Re: [RFC] Fix full memory barrier on SPARC-V8
On Jun 27, 2011, at 22:45, David Miller wrote: From: Geert Bosch bo...@adacore.com Date: Mon, 27 Jun 2011 22:21:47 -0400 On Jun 27, 2011, at 19:53, David Miller wrote: Adding a ldstub here is going to be really expensive, on UltraSparc that can be 36+ cycles even on a cache hit. Yes, synchronization in multi-CPU systems is expensive. If it's really cheap, you're probably doing something wrong. First, I fundamentally disagree with this assertion. The reason proper memory barriers exist is so that you don't need nonsense like these proposed atomics to get proper memory operation ordering. Sorry, I see now I phrased this poorly, no offense intended. We both agree that with TSO there is never a need for any STBAR instructions on SPARCv8. The point is that TSO is not sufficient for strong consistency. The reason for this is the existence of write buffers (see fig 6.1, or K-1 of the SPARC v8 architecture manual). In particular, note the CPU-local bypass from the store buffer. Two processors both storing a value X in location Y and then reading from Y might each see their own value. In the end, one will reach memory first and the stores will be ordered there. The load-store instructions are necessary to ensure the store will be seen by the memory system before subsequent loads can use them. The main issue is that SPARC's TSO does not guarantee Store-Load ordering. So, only by issuing a SWAP(A) or LDSTUB(A) instruction can total ordering of all loads and stores be guaranteed. A proper membar on your v9 test system is orders of magnitude cheaper than this stbar+ldstub business. That's true, but membar is a SPARC v9 instruction. The issue Eric and I are addressing is only about SPARCv8. \You then go on to speak about LEON, does LEON implement PSO? No, I'm not talking about PSO anywhere or SPARCv9 anywhere. Just plain old SPARCv8, using the TSO model. This requires a load-store instruction to guarantee a full memory barrier. I'm not making this up, that is why I refer to the examples in the SPARC v8 architecture manual that specifically state that SWAP instructions need to be used instead of store instructions to make Dekker's algorithm work. -Geert
Re: [RFC] Fix full memory barrier on SPARC-V8
From: Geert Bosch bo...@adacore.com Date: Mon, 27 Jun 2011 23:17:18 -0400 \You then go on to speak about LEON, does LEON implement PSO? No, I'm not talking about PSO anywhere or SPARCv9 anywhere.
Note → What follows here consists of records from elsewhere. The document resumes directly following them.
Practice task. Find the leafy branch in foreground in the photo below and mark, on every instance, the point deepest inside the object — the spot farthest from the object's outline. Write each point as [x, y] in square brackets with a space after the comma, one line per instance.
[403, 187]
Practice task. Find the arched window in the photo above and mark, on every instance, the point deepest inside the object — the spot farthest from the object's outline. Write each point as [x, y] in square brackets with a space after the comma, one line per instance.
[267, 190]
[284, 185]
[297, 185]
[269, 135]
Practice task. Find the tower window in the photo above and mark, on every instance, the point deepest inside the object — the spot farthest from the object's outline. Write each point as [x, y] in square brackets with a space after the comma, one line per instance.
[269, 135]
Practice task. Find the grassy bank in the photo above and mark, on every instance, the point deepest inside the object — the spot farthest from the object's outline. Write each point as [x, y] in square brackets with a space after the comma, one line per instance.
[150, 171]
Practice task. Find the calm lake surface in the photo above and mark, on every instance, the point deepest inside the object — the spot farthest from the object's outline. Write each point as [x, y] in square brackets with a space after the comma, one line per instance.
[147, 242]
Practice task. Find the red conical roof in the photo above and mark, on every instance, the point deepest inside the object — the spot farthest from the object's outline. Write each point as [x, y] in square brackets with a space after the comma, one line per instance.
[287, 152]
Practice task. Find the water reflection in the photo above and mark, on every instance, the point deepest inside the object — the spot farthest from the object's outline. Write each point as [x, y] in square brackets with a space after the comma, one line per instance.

Just plain old SPARCv8, using the TSO model. This requires a load-store instruction to guarantee a full memory barrier. I'm not making this up, that is why I refer to the examples in the SPARC v8 architecture manual that specifically state that SWAP instructions need to be used instead of store instructions to make Dekker's algorithm work. All v8 processors that I am aware of implement strong consistency, and if so discussions about TSO are not relevant. Is LEON an exception? Let's clarify something, did you run your testcase that triggered this bug on a v8 or a v9 machine?